Graphics Pipeline

Overview
Input Assembly
- Vertex and Index Data
- Input Assembly Stage
Vertex Shader
- Transforms
  - World
  - View
  - Projection
Primitive Assembly
- View culling & clipping
- Front and back face culling
Rasterisation
- Barycentric Coordinates
Early Depth Test
Pixel Shader
Late Depth Test
Output Merger
- Blend Function

Overview

The Graphics Pipeline is the most complicated pipeline out of the three major pipelines. It is also the oldest pipeline and has evolved a lot over the many years. However, the basic concepts have remain unchanged from the original 3D rendering days of Wolftenstein 3D.

When we talk about rendering into a texture, this includes rendering to the display as well. The display is effectively just a texture that is being displayed on the screen, so the same logic holds.

You can see all of the different graphics pipeline stages in the diagram below. All stages coloured yellow are fixed function while all stages coloured green are programmable function

Input Assembly

Vertex and Index Data

Each model is represented by two sets of data, the vertex and index data.

The vertex data is the data for the set of points, or vertices that make up a 3D model. At the very minimum, the vertex data must hold the positional representation of the point. Often extra data is associated with a vertex as well such as the normal, texture coordinate(s), tangent(s), vertex colour(s), skinning weight(s), etc.

The index data is a sequential list of indices that indicate which vertices link together to form a triangle. By separating the representation of which vertices form a triangle, we can re-use vertices across triangles. In general, there are three types of ways to represent triangles in an index sequence: list, strip and fan.

Triangle List is the simplest concept, where each triangle is made up by 3 indices within the index buffer. This is the simplest way of representing triangle indices, but is also the least efficient way as we aren’t re-using any indices. In order to represent N triangles, we need 3 * N indices in our index sequence.

int indices[] =
{
	0, 1, 2, // Triangle 0
	1, 2, 3, // Triangle 1
	2, 3, 4  // Triangle 2
};

Triangle Strip is the most common used concept, where each triangle re-uses the last two indices of the previously described triangle. Only the first triangle uses three indices, all other triangles described afterwards only needs a single index as it re-uses the previous two. As a result, in order to represent N triangles, we need 2 + N indices in our index sequence. This means that triangle strip uses only ~33% of indices compared to triangle list, resulting in a significant memory usage reduction.

int indices[] =
{
	0, 1, 2, // Triangle 0
	3,       // Triangle 1 (re-uses 1, 2)
	4        // Triangle 2 (re-uses 2, 3)
};

Triangle Fan is the least used one.
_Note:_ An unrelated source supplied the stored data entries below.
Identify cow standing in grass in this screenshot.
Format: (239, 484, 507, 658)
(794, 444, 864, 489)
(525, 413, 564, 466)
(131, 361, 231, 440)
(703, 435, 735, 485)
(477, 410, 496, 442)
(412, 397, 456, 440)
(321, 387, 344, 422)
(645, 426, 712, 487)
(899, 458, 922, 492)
It has the same memory cost as triangle strip but has the added benefit of implicitly providing adjacency information, which can be used for certain optimisation or visual techniques. However, the amount of calculation work required to represent a model in this format often outweighs the benefits, to the point where this method has even been deprecated in more modern graphics API’s. The basic idea is that a single index describes the centre vertex of a fan, with all following indices describing triangles connected to the centre vertex forming a fan around said vertex. As a result, in order to represent N triangles, we need 2 + N indices in our index sequence.

int indices[] =
{
	0, // Centre vertex
	1, // First connecting vertex
	2, // Triangle 0 (re-uses 0, 1)
	3, // Triangle 1 (re-uses 0, 2)
	4, // Triangle 2 (re-uses 0, 3)
	...
};

Input Assembly Stage

The Input Assembly is the first stage in the Graphics Pipeline. This is a fixed function stage and is responsible for gathering and preparing all of the data that we want to send to the vertex shader. The input assembly fetches the per-vertex and per-instance data from the buffers that declared and bound by the graphics programmer through the graphics API and ensures that the data is in memory ready for the vertex shader to start execution.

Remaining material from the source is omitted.